Félix, Rion y los guerreros elfos hicieron lo que pedía, empujando y alzando la pesada alfombra hasta que cubrió completamente los nueve cofres. Félix aún no estaba seguro de saber qué se traía entre manos Gotrek, pero el hecho de mantenerse ocupado al menos evitaba que se pusiera a pensar en su muerte inminente.

—Ahora, las cadenas. —Gotrek recogió un extremo de una de las cadenas y comenzó a rodear con ella los cofres cubiertos. Félix cogió el otro extremo y los rodeó en sentido contrario. Cuando se encontraron al otro lado les sobraban más de dos metros. Los elfos hicieron lo mismo con la segunda cadena.

—Remeted la alfombra alrededor de los cofres, tan tensa como podáis, mientras yo tiro —dijo Gotrek, y recogió los dos extremos de una de las cadenas.

El resto del grupo se acercó y se dispuso a colocar la alfombra en torno al borde de los cofres, como si quisieran remeter las sábanas de una cama.
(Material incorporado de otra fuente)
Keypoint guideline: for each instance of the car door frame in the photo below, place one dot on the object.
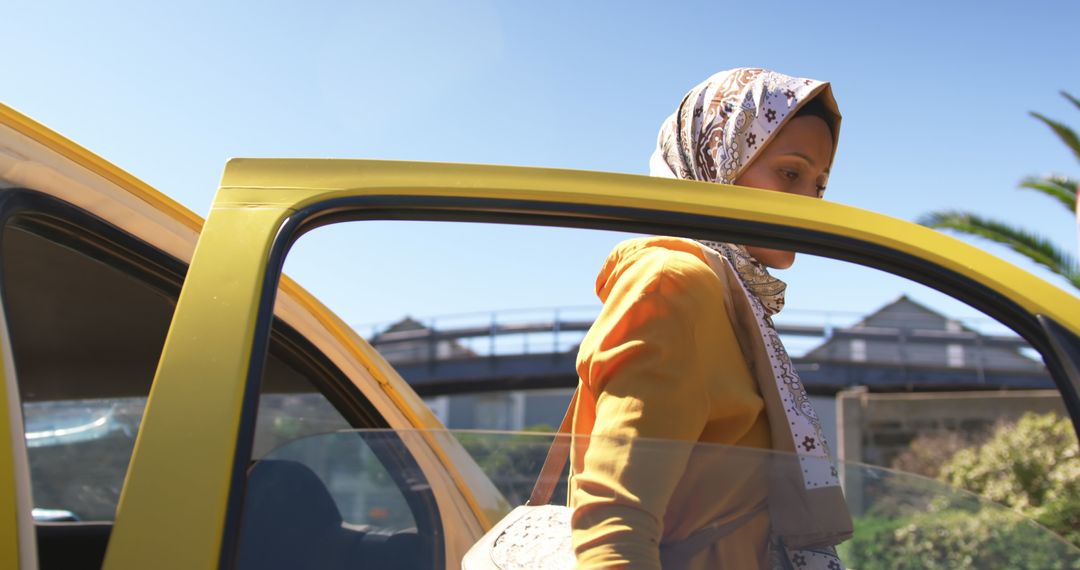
(217, 341)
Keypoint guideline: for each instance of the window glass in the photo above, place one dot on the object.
(485, 322)
(86, 337)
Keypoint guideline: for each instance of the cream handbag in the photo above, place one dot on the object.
(537, 535)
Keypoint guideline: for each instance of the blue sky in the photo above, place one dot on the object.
(934, 96)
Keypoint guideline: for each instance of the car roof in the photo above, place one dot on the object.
(32, 155)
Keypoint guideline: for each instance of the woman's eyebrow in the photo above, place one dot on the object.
(806, 158)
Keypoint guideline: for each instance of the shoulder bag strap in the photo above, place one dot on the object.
(555, 462)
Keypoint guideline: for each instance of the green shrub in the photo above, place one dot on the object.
(1031, 465)
(989, 538)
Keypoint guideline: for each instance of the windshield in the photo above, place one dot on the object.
(328, 500)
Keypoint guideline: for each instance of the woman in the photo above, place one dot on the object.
(684, 350)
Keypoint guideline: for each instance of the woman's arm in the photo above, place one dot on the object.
(647, 363)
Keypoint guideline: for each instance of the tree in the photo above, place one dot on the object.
(1039, 249)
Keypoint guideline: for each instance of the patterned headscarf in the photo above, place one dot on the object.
(718, 130)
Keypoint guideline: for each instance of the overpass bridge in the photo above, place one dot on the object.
(902, 347)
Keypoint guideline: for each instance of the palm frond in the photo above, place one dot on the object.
(1067, 135)
(1061, 188)
(1035, 247)
(1072, 99)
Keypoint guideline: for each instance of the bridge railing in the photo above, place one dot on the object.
(562, 329)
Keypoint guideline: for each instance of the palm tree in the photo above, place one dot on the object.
(1039, 249)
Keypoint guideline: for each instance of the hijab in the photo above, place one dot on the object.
(719, 127)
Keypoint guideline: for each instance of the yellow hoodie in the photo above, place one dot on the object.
(663, 361)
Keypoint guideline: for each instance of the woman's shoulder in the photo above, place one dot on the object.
(657, 262)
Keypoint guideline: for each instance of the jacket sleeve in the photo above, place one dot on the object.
(646, 362)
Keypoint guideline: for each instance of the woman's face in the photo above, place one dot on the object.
(796, 162)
Durante todo este tiempo, Gotrek tiraba de los extremos de la cadena para dejarla tirante al máximo.

—Creo que comienzo a ver qué estáis intentando hacer, Matador —dijo Max, mientras trabajaban—. Los cofres de madera flotarán, y también retendrán aire, y el hecho de unirlos nos mantendrá unidos a nosotros, hará que resulte más difícil que uno de los cofres se dé la vuelta y pierda el aire.

—Sí —gruñó Gotrek, y dio otro tirón—. Y las cuerdas que pasan por debajo son para que nos sujetemos.

—Pero yo no lo entiendo —dijo Aethenir—. Aunque este absurdo ingenio funcione, no lograremos salir de la bóveda. ¡Hay cientos de miles de kilos de agua que mantienen las puertas cerradas!